Se guardiamo all’Occidente, in gioco non c’è il confronto/scontro con altre religioni, ma piuttosto con una cultura che afferma che la religione è qualcosa di facoltativo. Torniamo ai fondamentali. La relazione tra Dio e l’uomo è una relazione d’amore. “Il mistero dell’incarnazione di Dio, per quanto originale, può essere compreso solo nella scia della fede biblica in un Dio dell’Alleanza, un Dio alla ricerca dell’uomo. Un Dio con un amore così grande da voler essere non solo con noi, ma anche come noi”. Proviamo a guardare alla nostra vita. Se l’invito all’umanità e alla fratellanza universale fa parte dell’essenza del cristianesimo e della stessa tradizione biblica, dovremmo poterlo constatare nei nostri comportamenti e nelle nostre azioni. Il Vangelo coinvolge la nostra vita personale, sia familiare sia professionale, ma ha anche un impatto sociale (“non viviamo ognuno per sè. L’uomo è un essere sociale chiamato alla solidarietà”).

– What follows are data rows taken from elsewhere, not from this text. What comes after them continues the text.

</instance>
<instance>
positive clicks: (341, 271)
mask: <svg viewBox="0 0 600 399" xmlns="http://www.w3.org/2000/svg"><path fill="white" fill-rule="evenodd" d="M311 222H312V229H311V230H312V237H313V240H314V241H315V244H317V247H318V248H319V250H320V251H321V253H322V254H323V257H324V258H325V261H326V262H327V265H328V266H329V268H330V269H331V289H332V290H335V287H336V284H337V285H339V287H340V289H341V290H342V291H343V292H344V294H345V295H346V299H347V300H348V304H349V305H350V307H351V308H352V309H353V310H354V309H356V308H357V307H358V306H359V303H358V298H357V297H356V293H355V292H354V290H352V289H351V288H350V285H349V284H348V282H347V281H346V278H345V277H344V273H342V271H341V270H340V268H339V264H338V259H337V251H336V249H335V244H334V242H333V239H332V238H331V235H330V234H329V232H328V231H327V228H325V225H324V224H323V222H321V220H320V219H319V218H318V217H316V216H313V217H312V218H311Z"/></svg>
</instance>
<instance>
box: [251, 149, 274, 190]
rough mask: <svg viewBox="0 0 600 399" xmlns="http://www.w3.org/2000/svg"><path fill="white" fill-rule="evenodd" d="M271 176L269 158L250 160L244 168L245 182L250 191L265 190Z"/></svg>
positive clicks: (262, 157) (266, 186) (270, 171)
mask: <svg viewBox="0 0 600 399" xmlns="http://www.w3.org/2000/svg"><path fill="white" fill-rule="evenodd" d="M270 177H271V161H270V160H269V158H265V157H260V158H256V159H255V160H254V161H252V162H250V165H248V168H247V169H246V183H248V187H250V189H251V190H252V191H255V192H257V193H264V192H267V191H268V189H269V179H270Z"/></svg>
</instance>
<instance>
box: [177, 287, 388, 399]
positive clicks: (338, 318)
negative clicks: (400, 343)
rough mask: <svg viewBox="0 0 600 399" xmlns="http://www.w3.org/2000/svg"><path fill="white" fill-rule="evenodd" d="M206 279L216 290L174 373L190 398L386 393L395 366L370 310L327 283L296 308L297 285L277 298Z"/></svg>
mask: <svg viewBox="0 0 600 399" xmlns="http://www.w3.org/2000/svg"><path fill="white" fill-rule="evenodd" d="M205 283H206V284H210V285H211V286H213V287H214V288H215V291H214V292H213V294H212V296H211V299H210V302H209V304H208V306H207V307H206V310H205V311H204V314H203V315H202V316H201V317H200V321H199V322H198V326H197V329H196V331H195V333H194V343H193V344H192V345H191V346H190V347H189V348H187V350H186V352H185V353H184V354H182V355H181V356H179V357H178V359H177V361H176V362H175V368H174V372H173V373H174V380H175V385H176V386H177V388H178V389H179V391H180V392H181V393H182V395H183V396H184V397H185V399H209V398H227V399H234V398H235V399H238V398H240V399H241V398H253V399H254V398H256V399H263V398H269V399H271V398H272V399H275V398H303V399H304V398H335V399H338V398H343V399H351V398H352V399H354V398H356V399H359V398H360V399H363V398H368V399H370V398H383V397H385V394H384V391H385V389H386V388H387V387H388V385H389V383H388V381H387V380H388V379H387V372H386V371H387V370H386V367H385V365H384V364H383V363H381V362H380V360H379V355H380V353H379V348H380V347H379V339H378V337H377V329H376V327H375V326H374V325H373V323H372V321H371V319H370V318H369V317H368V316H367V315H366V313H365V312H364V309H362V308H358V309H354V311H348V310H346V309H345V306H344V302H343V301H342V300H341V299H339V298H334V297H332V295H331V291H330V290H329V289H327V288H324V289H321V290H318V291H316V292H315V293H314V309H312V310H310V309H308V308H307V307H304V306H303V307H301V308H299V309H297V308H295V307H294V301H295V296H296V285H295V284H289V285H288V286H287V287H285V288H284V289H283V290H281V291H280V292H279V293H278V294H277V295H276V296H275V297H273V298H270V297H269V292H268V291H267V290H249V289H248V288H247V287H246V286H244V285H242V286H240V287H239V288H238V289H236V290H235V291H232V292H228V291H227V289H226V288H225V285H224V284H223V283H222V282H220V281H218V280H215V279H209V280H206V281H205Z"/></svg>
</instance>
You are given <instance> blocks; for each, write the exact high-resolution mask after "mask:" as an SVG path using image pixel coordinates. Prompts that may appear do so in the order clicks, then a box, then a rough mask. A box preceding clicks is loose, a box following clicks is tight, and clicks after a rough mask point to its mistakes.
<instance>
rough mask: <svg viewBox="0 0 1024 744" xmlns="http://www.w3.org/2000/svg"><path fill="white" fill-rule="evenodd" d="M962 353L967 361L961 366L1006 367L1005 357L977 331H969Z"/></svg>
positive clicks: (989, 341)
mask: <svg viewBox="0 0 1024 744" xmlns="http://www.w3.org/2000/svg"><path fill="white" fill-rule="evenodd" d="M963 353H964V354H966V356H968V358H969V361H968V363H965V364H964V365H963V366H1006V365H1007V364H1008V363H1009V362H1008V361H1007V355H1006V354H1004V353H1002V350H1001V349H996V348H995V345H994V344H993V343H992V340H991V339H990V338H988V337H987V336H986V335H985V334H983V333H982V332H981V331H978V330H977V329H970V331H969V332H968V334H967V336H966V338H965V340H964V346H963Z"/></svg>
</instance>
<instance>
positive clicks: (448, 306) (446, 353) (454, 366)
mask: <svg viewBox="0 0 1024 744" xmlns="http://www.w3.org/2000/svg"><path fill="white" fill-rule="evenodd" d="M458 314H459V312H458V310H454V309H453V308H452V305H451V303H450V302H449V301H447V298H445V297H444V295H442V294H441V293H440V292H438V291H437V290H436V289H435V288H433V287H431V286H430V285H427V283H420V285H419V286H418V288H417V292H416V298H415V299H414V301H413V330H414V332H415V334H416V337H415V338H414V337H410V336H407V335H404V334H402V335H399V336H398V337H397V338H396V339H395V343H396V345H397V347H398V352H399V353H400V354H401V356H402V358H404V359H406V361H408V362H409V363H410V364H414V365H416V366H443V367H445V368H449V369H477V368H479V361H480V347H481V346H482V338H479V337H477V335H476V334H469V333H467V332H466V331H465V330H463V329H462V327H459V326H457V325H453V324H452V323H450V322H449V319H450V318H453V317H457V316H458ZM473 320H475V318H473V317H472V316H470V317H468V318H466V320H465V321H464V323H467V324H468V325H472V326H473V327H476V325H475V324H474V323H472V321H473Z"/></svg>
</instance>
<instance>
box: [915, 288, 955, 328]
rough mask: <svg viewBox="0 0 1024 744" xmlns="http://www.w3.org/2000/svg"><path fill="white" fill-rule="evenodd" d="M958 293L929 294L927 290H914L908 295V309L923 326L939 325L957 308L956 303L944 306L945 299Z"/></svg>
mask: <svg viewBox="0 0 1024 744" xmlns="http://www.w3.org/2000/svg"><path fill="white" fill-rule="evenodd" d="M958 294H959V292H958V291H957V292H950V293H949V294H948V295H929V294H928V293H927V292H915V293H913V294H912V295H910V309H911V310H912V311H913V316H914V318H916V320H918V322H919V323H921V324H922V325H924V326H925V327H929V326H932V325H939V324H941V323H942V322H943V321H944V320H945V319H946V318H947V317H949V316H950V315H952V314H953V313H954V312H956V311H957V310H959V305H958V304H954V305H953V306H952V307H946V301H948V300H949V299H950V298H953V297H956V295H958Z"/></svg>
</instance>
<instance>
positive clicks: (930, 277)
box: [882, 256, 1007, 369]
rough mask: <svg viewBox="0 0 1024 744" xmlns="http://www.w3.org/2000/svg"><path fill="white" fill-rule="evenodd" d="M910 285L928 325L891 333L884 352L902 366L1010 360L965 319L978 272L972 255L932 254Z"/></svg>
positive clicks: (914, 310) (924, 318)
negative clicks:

Ecco perché non coinvolge solo la dimensione religiosa della nostra esistenza. La fede e l’amore presuppongono la libertà. Dio, come scrive l’Apocalisse, bussa alla porta. La preghiera è una delle ragioni che spiegano il senso e la missione della Chiesa, che è luogo di preghiera personale, ma soprattutto comunitaria. Ma la missione della Chiesa non si limita all’ascolto della Parola. Dio si sente a casa dove ritrova “qualcosa del proprio stile”. La Chiesa, per citare Francesco, deve saper uscire dalle proprie comodità. “Il Vangelo è parola di vita reale. Una parola che riguarda l’uomo e la sua felicità, il mondo e il suo futuro. Non è un club di persone che hanno lo stesso credo e nemmeno una setta. Condivide le gioie e i dolori degli uomini, rimane sempre collegata al mondo”. Il problema, come annotò sempre Francesco a Rabat in Marocco nel 2019, non è essere poco numerosi, ma essere insignificanti. La Chiesa esiste per far conoscere l’amore di Dio. “Come sacramento è segno e strumento. Parla e agisce, prega e celebra la liturgia, è vicina a chi è nel bisogno, vive e percepisce le gioie e i dolori di questo mondo e si impegna per realizzare una società più giusta e umana”. De Kesel, alla fine, indica le vie per il futuro. La Chiesa di domani sarà più umile di cuore, mite e misericordiosa, operatrice di pace. Sarà anche più piccola e dovrà essere accogliente. Più professante, cioè in grado di mostrare ciò che rappresenta. Aperta al mondo, aperta a chi è in ricerca, accogliente, solidale con gli uomini e le donne del suo tempo. La Chiesa di domani parteciperà al dibattito pubblico e saprà essere ancora profetica?